A mão na buceta circulava o clitóris rápido, dedos encharcados entrando e saindo da frente enquanto ele socava atrás, cada estocada profunda fazendo o pau roçar nas paredes internas do cu, esticando tudo de novo. A pressão dupla — pau grosso no cu, dedos curvando forte na buceta — era insuportável, um fogo que subia devagar e depois explodia sem aviso. Eu esperei. Esperei de propósito. Queria gozar exatamente quando ele jorrasse dentro, sentir o pau pulsar forte, o gozo quente enchendo o cu inteiro enquanto meu corpo se desfazia. Não queria gozar antes. Queria que fosse junto, que o orgasmo dele me levasse junto.
Meu cu apertou mais forte em volta dele, como se quisesse prender pra sempre. O clitóris latejava sob os dedos, a buceta contraindo em espasmos vazios, molhado escorrendo pelas coxas em fios grossos. Ele acelerou batendo fundo, gemendo como um louco, coxas tremendo contra as minhas. Eu sentia cada veia do pau roçando, cada pulso crescendo dentro.

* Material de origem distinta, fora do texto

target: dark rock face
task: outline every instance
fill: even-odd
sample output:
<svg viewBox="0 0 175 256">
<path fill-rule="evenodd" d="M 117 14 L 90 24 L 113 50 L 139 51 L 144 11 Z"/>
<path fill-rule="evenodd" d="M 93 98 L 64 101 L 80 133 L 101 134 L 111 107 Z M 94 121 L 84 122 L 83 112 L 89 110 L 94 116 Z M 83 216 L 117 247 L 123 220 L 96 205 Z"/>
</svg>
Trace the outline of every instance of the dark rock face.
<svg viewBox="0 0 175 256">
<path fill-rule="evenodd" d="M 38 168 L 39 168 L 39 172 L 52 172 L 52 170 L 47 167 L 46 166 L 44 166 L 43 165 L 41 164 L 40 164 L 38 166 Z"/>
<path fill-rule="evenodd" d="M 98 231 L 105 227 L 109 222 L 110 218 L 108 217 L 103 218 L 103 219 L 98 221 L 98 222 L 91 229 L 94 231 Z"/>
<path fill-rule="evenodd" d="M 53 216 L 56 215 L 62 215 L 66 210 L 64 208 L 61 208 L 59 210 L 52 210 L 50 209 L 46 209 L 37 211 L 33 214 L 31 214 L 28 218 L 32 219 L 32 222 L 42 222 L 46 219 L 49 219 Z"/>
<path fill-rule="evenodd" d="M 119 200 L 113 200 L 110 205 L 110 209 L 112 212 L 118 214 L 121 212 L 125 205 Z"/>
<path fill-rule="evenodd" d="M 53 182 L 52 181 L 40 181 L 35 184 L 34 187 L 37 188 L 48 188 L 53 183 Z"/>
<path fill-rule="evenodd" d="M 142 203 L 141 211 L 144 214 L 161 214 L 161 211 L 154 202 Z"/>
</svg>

— Nicole… vou gozar… caralho…
Ele travou de repente, pau inteiro enterrado, pulsando forte. O primeiro jato veio quente, viscoso, enchendo o cu fundo — um calor que se espalhou rápido, subindo pela barriga, queimando gostoso. Depois o segundo, o terceiro, jorros grossos que eu sentia cada um, o pau tremendo dentro, ordenhando contra as paredes apertadas. O gozo dele me encheu até transbordar, escorrendo devagar pela entrada quando ele parou, grosso e quente descendo pelas coxas.

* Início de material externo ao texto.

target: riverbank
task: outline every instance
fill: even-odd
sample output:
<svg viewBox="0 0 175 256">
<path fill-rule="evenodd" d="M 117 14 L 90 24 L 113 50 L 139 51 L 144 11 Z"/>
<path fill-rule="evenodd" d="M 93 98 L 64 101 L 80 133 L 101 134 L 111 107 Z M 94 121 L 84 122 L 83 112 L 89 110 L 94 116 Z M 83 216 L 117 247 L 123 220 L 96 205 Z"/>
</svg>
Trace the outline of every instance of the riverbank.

Foi aí que eu quebrei. O orgasmo veio violento, como se o corpo inteiro tivesse sido atingido por um raio. Meu cu apertou em espasmos fortes em volta do pau ainda pulsando, ordenhando cada gota que sobrava. A buceta contraiu em ondas profundas, molhado jorrando forte — um esguicho quente, grosso, espirrando alto no lençol, nas coxas dele, pingando tudo em poças quentes. Eu gritei abafado no travesseiro, corpo travando inteiro, costas arqueando tanto que quase doeu, pernas tremendo violentamente, o prazer explodindo da barriga pros peitos, pros bicos duros que roçavam na camisola, pra nuca, pras coxas que fraquejavam e quase cederam. Ondas e ondas, uma atrás da outra, o cu piscando em espasmos vazios e cheios ao mesmo tempo, o gozo dele misturado com o meu molhado escorrendo devagar, marcando tudo.
Ele ficou parado dentro, ofegante, pau amolecendo devagar enquanto eu tremia inteira, corpo mole, bunda ainda empinada, cu piscando vazio e cheio, gozo escorrendo pelas coxas em fios quentes e viscosos, pingando no lençol manchado.